Imagine for a moment that you’re Ikk; a strange humanoid creature whose skeletal head has a tendency to fall off.
Your best friend Sally, a land whale, is unfortunately down in the dumps for some reason. What do you do? Now, don’t think too long about it, I’ll just tell you. You go on an adventure to shoot things and cavort with Death himself in order to find a trinket that may raise Sally’s spirits. Ikk is a good friend like that, see? And so begins GoNNER, a 2D platform/shooting game so devilishly difficult that it truly deserves its roguelike status.
Dropping you into a dark world every time you play, literally – its visuals are essentially just pastel-coloured characters and outlines of levels on a black background – GoNNER is the type of game in which death comes around very frequently. It’s supposed to be that way though – at least until you’ve started to master it – and with levels being procedurally generated, you don’t mind so much as you’re presented with a new challenge every time you play.
As little Ikk, you navigate each level from left to right, climbing up walls and either jumping on the heads of your enemies or shooting them with whichever weapon you have available to defeat them. To progress to a new level you jump into the mouth of a strange worm-like creature to emerge in pastures new, ready to take up the challenge once again.
It’s a simple and familiar formula, made to feel refreshingly unique by the game’s abstract visual style and general air of mystery. Free of any dialogue, tooltips or tutorials, GoNNER makes you fend for yourself. Throughout your adventure you’ll discover a small arsenal of alternative heads, weapons and abilities, but what they do will never be spelled out for you; you’ll have to just try them and see.
This ambiguity is both GoNNER‘s main strength and weakness. Many players will love that it doesn’t tell you anything, forcing you to play and work things out for yourself, which is initially perplexing but ultimately highly rewarding. Others will dislike it for the same reason, being turned off by the fact that the game doesn’t offer any guidance whatsoever. Some things it doesn’t tell you about are quite major components too, such as its scoring system which adds a whole new element to the gameplay for those who like to do a bit of scorechasing.

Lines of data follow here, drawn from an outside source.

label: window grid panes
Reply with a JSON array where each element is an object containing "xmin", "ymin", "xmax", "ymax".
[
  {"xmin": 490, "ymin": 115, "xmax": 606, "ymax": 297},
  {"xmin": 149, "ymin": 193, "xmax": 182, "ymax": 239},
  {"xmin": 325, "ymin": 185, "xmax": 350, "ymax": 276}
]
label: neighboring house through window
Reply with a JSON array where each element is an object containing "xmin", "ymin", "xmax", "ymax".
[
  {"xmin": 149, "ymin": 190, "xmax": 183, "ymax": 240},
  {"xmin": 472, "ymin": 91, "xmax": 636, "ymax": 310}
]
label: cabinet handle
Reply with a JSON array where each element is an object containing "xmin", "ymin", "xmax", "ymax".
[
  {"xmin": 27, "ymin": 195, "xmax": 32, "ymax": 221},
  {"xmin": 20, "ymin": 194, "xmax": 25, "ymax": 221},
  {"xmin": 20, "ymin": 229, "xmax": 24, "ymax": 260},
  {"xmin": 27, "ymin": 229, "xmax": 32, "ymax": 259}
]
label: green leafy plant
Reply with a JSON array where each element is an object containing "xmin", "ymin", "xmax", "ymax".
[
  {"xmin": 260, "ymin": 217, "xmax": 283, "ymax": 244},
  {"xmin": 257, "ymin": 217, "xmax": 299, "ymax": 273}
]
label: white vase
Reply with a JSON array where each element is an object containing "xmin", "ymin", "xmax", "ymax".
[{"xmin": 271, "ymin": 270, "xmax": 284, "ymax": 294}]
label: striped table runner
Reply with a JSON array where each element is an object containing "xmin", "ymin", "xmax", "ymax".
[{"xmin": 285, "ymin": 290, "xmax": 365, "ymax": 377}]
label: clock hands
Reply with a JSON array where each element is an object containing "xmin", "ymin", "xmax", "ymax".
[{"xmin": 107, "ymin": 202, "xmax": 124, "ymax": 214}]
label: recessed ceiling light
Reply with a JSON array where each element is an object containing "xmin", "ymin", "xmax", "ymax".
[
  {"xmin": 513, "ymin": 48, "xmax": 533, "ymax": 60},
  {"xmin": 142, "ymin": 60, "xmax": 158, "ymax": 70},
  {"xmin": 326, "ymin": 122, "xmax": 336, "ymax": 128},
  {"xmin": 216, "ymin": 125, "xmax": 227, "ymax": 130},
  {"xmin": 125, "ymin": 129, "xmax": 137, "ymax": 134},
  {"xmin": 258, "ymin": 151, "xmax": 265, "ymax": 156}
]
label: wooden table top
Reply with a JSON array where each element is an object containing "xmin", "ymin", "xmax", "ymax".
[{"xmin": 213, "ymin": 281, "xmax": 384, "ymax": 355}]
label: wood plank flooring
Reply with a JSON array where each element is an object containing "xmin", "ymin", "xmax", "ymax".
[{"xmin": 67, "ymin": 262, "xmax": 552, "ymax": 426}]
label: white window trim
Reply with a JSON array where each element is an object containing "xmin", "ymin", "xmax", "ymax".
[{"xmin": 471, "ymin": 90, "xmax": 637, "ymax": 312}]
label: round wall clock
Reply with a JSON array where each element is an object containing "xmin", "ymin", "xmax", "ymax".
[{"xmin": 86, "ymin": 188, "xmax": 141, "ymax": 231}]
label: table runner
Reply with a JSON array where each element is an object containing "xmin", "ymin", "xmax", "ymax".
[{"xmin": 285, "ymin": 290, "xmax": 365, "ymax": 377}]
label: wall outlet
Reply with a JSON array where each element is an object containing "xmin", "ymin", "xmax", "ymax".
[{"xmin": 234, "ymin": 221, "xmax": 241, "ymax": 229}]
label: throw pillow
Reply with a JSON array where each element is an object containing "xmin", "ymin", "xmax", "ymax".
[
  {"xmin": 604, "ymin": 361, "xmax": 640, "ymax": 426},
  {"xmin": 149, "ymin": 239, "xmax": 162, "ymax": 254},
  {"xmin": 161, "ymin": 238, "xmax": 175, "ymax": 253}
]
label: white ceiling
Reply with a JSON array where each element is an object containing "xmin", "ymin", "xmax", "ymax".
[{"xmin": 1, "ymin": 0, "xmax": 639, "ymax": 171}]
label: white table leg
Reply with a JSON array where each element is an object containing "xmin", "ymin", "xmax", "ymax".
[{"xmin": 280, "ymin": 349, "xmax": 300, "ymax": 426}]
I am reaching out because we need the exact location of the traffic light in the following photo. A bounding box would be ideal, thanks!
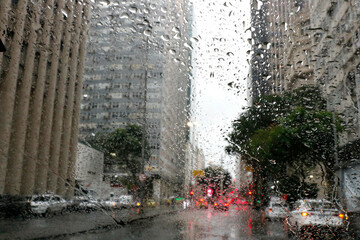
[248,191,252,195]
[190,190,194,196]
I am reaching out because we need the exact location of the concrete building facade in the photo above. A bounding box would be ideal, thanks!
[79,0,191,200]
[0,0,90,197]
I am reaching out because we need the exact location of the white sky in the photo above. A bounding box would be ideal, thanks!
[190,0,251,175]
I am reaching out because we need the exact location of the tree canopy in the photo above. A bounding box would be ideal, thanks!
[226,85,343,202]
[86,124,150,186]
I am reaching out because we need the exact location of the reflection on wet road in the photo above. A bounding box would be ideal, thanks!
[63,206,287,240]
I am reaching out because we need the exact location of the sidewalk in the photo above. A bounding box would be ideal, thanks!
[0,205,181,240]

Whenever you begin a new game of GoNNER, initially, you can’t score any points at all. Once you’ve killed enough enemies however, one of them will drop a glyph. Collect the glyph and from that point on you’ll score a point for every enemy you kill. Kill enough enemies and another glyph will drop, which when collected will mean you’ll get two points for every enemy you kill. See where this is going?
It’s this scoring mechanic that will gravitate you towards playing GoNNER on a regular basis, even once you have managed to somehow “complete” it. Its pick up and play gameplay is great for short bursts of challenging action, and it lends itself ideally to the pursuit of ever chasing your high score. There’s even a daily challenge, allowing players to complete one level that’s identical for everyone so that they can truly display their prowess.
Aside from its secrecy, the only other aspect of GoNNER that can be a bit of a turn off is the process of dying.
When you get hit, losing one of your few precious lives in the process, your body becomes separated from your head. Without a head you have a brief window of invulnerability before a replacement miraculously spawns on you, but if you collect your head before then you can continue on your merry way immediately. In the heat of battle, however, it’s often hard to see that you’ve even been hit, let alone where your skull is. This results all too often in you springing back to life to promptly die again because you weren’t even fully aware that you’d died in the first place.
Regardless of this minor grievance, if you’re after a game that’s fun to pick up and play, GoNNER is well worth the asking price. Its unique visuals, great soundtrack and wonderfully responsive controls make it a title you’ll go back to again and again; perfect for a portable device like the Switch. If, however, you have little patience for hard games and those that don’t spoon-feed you information, it’s probably best you steer clear. You’ll probably end up throwing your Switch out of a window otherwise.